This is what was taken from me six months ago. In the interest of full disclosure, I don't just love my Moleskine because it makes me feel smarter than I am, it's also at the core of my organization. I take notes in it daily, both for work and my personal life. It's filled with to do lists, strategic plans, deeply valued thoughts, ideas and sketches. As I get older, my brain is an increasingly rapidly shaking sieve. Every thought I have is roughly two seconds away from being erased from existence. I need my Moleskine. When this first Moleskine was stolen, I felt the sting of a deep loss. I learned how much I valued it.

Fast forward to Sunday evening. I had a really fun time running all over the Bay Area with my Dad during the preceding four days. We saw Yosemite, SF, Oakland, drank excellent coffee, went mountain biking, ate and drank at Lagunitas and Brown Sugar Kitchen and created a deep bond with the bar manager at Lost & Found, a local beer garden. The only problem with this amazing time was that it completely threw me out of my daily habits, which is a major issue cuz the brain sieve thing. On Sunday evening, I was trying to get some work done when I realized I hadn't seen my Moleskine in days. Thus began a 48 hour downward spiral of hatred and self-loathing. I knew exactly how valuable this little notebook was to me, after having to part with one recently. If I couldn't handle a responsibility as small as keeping track of this item I have deemed incredibly important in my life, what could I handle? I had ONE job! And perhaps the worst part of the whole situation was feeling as if I was floating above my spiraling self, knowing that in the grand cosmic scheme, this notebook was pretty meaningless. I screamed at myself to go on with my days like a normal person, but both of my ethereal selves were apparently powerless to act. Now I could hate two of me for our irresponsibility and inaction. I am not a great multitasker (see above: brain sieve), but while I used most of my will to resist punching everything in sight, I was able to compile a list of responsibilities I would never be able to handle because I lost my Moleskine:

1. Succeeding at my job
2. Succeeding at any other job for the rest of my life
3. Meeting and caring for a woman
4. Marriage
5. Children
6. Really being trusted to take care of anything, ever, at all
7. Cactii


I referenced a boxing match earlier. If you've seen Fight Club, you can recall the unforgettable moment when Edward Norton beats himself to a pulp in his supervisor's office. As you remember it, you are creating a pretty accurate image of what was going on in my brain and my apartment for 48 hours. 

Over a notebook.

With the exception of actions required by basic survival instinct, I completely shut down as a functioning human being for two days. Because I lost a notebook. To some of you, this likely sounds absolutely nuttier than squirrel turds. On the other hand, I'm sure there are a few people who can relate to this. The struggle is real, as they say.
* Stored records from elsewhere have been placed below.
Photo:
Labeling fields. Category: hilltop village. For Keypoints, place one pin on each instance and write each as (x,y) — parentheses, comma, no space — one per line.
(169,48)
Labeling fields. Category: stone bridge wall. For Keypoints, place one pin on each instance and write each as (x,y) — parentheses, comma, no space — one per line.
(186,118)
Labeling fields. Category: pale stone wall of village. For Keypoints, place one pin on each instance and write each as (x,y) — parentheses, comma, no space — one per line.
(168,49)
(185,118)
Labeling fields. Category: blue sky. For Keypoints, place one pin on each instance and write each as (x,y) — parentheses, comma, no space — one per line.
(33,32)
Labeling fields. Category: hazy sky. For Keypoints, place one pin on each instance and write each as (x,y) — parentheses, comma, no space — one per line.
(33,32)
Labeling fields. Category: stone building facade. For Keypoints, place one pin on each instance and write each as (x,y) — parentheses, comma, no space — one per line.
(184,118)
We let so many things define us. Our successes, our failures, our jobs and our relationships are just a few of the many external things we allow to dictate to us who we are. When we are emotionally and spiritually at our healthiest and happiest, everything we've done and own matters to us less. It becomes easier to say, I am not my career, I am not the things I own. It's the days when life is harder that we begin to grasp on to anything we can use as evidence that we are worthy. It's the slightly harder days that we look to our perceived failures because we are so disappointed in ourselves we actually want evidence of our unworthiness. 

Giving a pat solution to this degree of disappointment and self-sabotage feels a little contrived and forced, given that I'm still amidst a hangover from two days tail spinning over a notebook. I will say this: every single moment we have is an opportunity. One moment may be an opportunity to serve, one may be an opportunity to listen. One may be an opportunity to prove that although you lost a prized possession, you are capable of contributing to society in a meaningful way. Behind the ability to make the most of each moment is the confidence that no matter what happens, you can make the best choice possible, you can press on, you can be, as my mother used to say, a duck back. But even if you can't there are still a lot of people and a God who loves you. Maybe that actually matters a lot more than anything you'll ever do.
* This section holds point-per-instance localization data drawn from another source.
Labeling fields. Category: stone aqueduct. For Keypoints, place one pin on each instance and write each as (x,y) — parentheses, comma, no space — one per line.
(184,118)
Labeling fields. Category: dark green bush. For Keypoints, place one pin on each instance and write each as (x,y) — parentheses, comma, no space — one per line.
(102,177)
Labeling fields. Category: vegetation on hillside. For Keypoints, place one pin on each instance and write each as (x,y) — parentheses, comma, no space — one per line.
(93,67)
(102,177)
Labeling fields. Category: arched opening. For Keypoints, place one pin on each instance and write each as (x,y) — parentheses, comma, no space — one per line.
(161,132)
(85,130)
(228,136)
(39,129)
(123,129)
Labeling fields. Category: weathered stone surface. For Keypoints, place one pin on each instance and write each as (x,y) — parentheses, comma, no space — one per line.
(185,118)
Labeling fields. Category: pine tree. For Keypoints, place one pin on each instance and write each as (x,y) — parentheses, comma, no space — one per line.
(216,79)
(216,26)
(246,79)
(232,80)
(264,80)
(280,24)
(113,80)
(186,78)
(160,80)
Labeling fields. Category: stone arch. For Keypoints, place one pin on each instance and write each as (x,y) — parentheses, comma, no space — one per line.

And you never know, maybe your roommate will find your Moleskine under the front seat of his car.

2 comments:

  1. "It is not the critic who counts; not the man who points out how the strong man stumbles, or where the doer of deeds could have done them better. The credit belongs to the man who is actually in the arena, whose face is marred by dust and sweat and blood; who strives valiantly; who errs, who comes short again and again, because there is no effort without error and shortcoming; but who does actually strive to do the deeds; who knows great enthusiasms, the great devotions; who spends himself in a worthy cause; who at the best knows in the end the triumph of high achievement, and who at the worst, if he fails, at least fails while daring greatly, so that his place shall never be with those cold and timid souls who neither know victory nor defeat." Teddy Roosevelt

    ReplyDelete
  2. I didn't realize you kept a blog. Kudos. It's always fun to find another blogger.

    There is so much I relate to in this post, it's a little uncanny.
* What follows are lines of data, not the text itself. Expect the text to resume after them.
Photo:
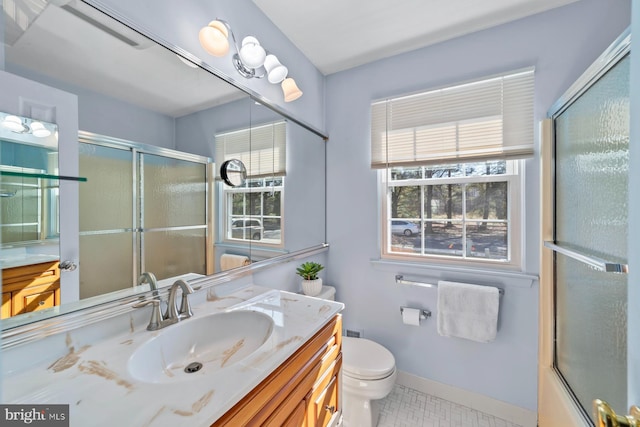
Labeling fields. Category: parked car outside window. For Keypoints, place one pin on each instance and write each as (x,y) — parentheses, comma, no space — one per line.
(406,228)
(247,229)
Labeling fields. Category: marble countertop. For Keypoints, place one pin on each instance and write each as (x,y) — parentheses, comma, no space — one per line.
(95,381)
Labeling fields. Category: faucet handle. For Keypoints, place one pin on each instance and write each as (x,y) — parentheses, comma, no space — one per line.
(172,306)
(185,307)
(156,314)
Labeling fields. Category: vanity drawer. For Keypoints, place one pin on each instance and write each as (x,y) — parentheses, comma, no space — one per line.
(30,288)
(277,400)
(17,278)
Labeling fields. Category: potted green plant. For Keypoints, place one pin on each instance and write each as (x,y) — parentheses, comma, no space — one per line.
(311,283)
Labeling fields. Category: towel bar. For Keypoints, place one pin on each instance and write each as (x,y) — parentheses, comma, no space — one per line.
(423,313)
(402,281)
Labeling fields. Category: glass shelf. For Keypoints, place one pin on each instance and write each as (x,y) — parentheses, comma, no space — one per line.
(43,176)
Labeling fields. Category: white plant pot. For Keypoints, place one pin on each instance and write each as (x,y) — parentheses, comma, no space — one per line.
(312,287)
    1. In March of 2013 I was living in a suburb outside of Paris. I went into the city to meet someone for a drink and while we were chatting I set my notebook on the table. Possibly under the table. Either way, when I left the cafe my notebook did not come with me. I didn't realize this until later that evening when I was back in my room, ready to write down some thoughts from the day. I only had one room and two suitcases worth of stuff and I searched through all of them frantically for about an hour. The last place I'd had the notebook was the cafe, but I could not for the life of me remember which cafe it was. I only knew it was near the Pompidou Centre. Even if you haven't been to France, you might guess at the number of cafes that are in any given district (it's a lot). All I remembered was that there was outdoor seating, a red awning and a picture of the Eiffel Tower on the menu. It could have been anywhere. Now this particular notebook contained contact information for people I had only just met. It contained phone numbers and confirmation numbers, directions to people's homes and sketches of blog posts I hadn't written. It had memories all the way back from the previous summer and as soon as it was gone, so I felt, was a piece of me. I spent hours combing the streets of that district, stopping in at each of the cafes and looking at their menus. I contacted the guy I'd met for drinks. He didn't recall the name of the cafe either. It was nearly a week before I stumbled across the cafe and sure enough they had my notebook behind the bar. Suffice it to say, I know the feeling.

    2. I also know what it is like to own a Moleskine, and have dedicated an entire blog to the one I have been writing in since January. The Moleskine, man, it has my life in it. Interviews for articles, notes from sermons, inspiration for essays, personal journal entries. And it isn't like online data that you can retrieve elsewhere. When it is gone, it is gone.

    3. Last October my car was broken into and last March my laptop was stolen--the laptop that I had not backed up since December. As a writer, that was a terrible terrible loss. It is not the same as being robbed, but that invasion of privacy is a violation I wouldn't expect would feel so...personal.

    4. If the whole ordeal of misplacing the Moleskine only happened so that you could get to the wisdom that comes from your second to last paragraph, I think it might have been worth it.

    "We let so many things define us. Our successes, our failures, our jobs and our relationships are just a few of the many external things we allow to dictate to us who we are. When we are emotionally and spiritually at our healthiest and happiest, everything we've done and own matters to us less. It becomes easier to say, I am not my career, I am not the things I own. It's the days when life is harder that we begin to grasp on to anything we can use as evidence that we are worthy. It's the slightly harder days that we look to our perceived failures because we are so disappointed in ourselves we actually want evidence of our unworthiness.